38L’argument de Walton est que cette disparité des usages équivaut à une différence de manières d’expérimenter ou d’ordonner.
« Les classifications des espèces de [S1], et dans une certaine mesure les nôtres, ne sont ainsi ni les simples reflets des faits, ni des motifs (pattern) transparents superposés sur eux par commodité de communication ; elles ne sont ni comparables aux contours des continents sur une carte, ni aux lignes arbitraires de latitude et de longitude. Elles sont mieux interprétées comme des formes ou des concepts à travers ou par le moyen desquels nous et [S1] expérimentons les faits. Elles – les classifications elles-mêmes, non simplement les symboles visuels et auditifs qui en sont l’empreinte – participent du mécanisme de notre pensée et perception, autant que celles de [S1]. Elles incorporent deux manières alternatives d’ordonner les données de l’expérience28. »
39Ce qui particularise le schème conceptuel d’une société n’est pas tant quelles catégories il comprend, mais comment les catégories qu’il comprend sont distribuées entre classe naturelle et classe arbitraire pour cette société. Les différences entre les schèmes sont, au moins en partie, des différences entre ces distributions. Ce que Walton défend est qu’il y a là des différences entre les manières dont les classifications se font l’instrument de la cognition. Elles répartissent différemment les prétendues données de l’expérience, les propriétés des objets, en propriété simple et en propriété disjonctive (et ainsi, en propriété secondaire et en propriété primaire relativement à une propriété secondaire) pour un schème conceptuel. D’un schème à l’autre, la structure hiérarchique de ces données se trouve réorganisée. En ce sens, les différences entre distribution en classe naturelle et classe arbitraire sont la transposition de différences dans les manières d’expérimenter les faits que nous expérimentons.

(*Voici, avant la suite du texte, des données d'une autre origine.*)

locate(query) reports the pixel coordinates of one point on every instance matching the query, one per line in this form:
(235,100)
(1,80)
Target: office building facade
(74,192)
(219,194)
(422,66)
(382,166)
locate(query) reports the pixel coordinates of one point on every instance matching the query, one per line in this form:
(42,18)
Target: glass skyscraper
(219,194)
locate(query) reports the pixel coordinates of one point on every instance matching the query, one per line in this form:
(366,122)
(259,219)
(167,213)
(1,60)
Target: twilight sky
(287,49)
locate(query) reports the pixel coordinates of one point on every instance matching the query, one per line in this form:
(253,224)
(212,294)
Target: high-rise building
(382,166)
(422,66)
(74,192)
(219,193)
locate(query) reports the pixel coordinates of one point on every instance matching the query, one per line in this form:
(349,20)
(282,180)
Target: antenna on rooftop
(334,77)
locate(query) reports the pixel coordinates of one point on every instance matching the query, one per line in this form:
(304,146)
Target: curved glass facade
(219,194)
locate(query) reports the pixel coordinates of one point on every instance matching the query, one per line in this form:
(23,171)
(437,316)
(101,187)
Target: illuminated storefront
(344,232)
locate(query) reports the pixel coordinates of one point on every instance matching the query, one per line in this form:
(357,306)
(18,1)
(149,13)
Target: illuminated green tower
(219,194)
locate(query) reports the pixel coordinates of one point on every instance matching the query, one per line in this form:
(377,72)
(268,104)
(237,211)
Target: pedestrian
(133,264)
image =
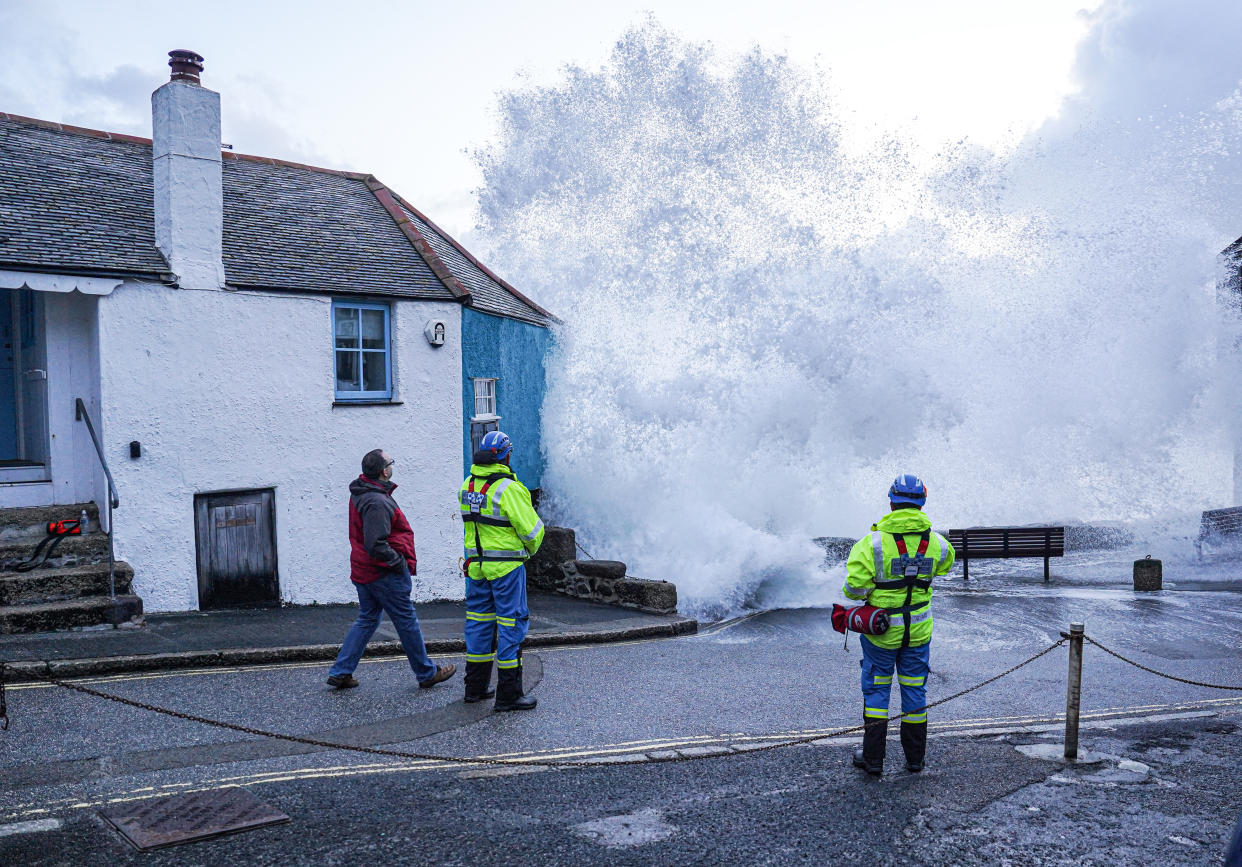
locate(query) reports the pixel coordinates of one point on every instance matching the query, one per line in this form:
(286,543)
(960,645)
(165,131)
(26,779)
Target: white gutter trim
(39,282)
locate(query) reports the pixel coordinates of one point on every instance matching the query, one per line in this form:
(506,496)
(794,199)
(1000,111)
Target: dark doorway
(22,386)
(235,532)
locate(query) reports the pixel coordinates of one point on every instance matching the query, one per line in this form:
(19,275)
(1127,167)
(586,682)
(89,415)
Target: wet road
(749,682)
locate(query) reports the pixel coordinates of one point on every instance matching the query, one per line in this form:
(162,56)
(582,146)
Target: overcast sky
(406,90)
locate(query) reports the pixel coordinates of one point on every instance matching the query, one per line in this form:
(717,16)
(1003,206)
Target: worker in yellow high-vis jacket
(502,532)
(892,568)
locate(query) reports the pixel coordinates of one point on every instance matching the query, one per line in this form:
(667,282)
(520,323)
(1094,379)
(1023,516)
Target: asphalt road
(1166,789)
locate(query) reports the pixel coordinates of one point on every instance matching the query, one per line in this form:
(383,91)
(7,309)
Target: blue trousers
(911,665)
(497,610)
(390,593)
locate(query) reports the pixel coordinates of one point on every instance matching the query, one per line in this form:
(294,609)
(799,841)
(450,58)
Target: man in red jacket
(380,564)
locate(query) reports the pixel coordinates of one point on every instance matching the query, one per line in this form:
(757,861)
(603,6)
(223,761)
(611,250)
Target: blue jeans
(390,593)
(911,665)
(498,609)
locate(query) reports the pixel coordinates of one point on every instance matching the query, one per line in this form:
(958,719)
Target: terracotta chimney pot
(186,66)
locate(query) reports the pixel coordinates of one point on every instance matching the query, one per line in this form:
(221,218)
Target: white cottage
(239,331)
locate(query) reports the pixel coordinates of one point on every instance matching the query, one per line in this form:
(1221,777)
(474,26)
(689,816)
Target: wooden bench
(985,543)
(1216,526)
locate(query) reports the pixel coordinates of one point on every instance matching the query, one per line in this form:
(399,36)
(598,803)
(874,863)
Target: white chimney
(189,193)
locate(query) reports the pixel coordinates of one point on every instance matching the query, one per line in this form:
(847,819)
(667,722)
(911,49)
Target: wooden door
(236,542)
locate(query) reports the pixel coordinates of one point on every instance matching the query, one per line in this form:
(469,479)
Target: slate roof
(81,201)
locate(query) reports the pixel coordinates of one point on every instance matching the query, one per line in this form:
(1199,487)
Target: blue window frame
(362,350)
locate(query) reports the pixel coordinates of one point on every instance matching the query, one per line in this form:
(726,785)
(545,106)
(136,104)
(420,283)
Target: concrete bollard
(1148,574)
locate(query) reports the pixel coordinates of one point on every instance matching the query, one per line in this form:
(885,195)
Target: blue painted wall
(512,353)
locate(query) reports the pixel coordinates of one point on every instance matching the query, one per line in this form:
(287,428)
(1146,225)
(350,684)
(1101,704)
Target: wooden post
(1047,547)
(1073,689)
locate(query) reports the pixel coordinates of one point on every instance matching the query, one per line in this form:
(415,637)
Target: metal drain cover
(183,819)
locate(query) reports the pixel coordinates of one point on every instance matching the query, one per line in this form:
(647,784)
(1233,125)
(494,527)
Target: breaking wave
(764,324)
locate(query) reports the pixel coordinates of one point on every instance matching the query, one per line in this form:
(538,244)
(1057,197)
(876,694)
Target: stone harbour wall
(555,569)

40Un emprunt tronqué permet de résumer l’idée de Walton :
« Il est possible de dire que certains genres [naturels] dans [une société] manquent dans un[e] autre ; mais nous ferions peut-être mieux de dire que les deux [sociétés] contiennent exactement les mêmes classes et diffèrent par leurs arrangements en genre [naturel] et non-[naturel]29. »
41Cette citation de Goodman synthétise bien le propos. Il aura suffi de remplacer « monde » par « société » et « pertinent » par « naturel ».
Relativisme conceptuel
42Il y a une certaine vue métaphysique qui s’offre à celui qui regarde le monde par le prisme de cette sorte de schème conceptuel30. Ce qu’on peut commencer par remarquer est que, selon Walton, il n’est pas nécessaire de
« se positionner en dehors de tout schème conceptuel pour observer les données brutes “non-interprétées”, les propriétés basiques des choses (le “Ding an sich”), et les comparer avec les faits “interprétés” par un schème conceptuel, pour évaluer la contribution du schème conceptuel31 ».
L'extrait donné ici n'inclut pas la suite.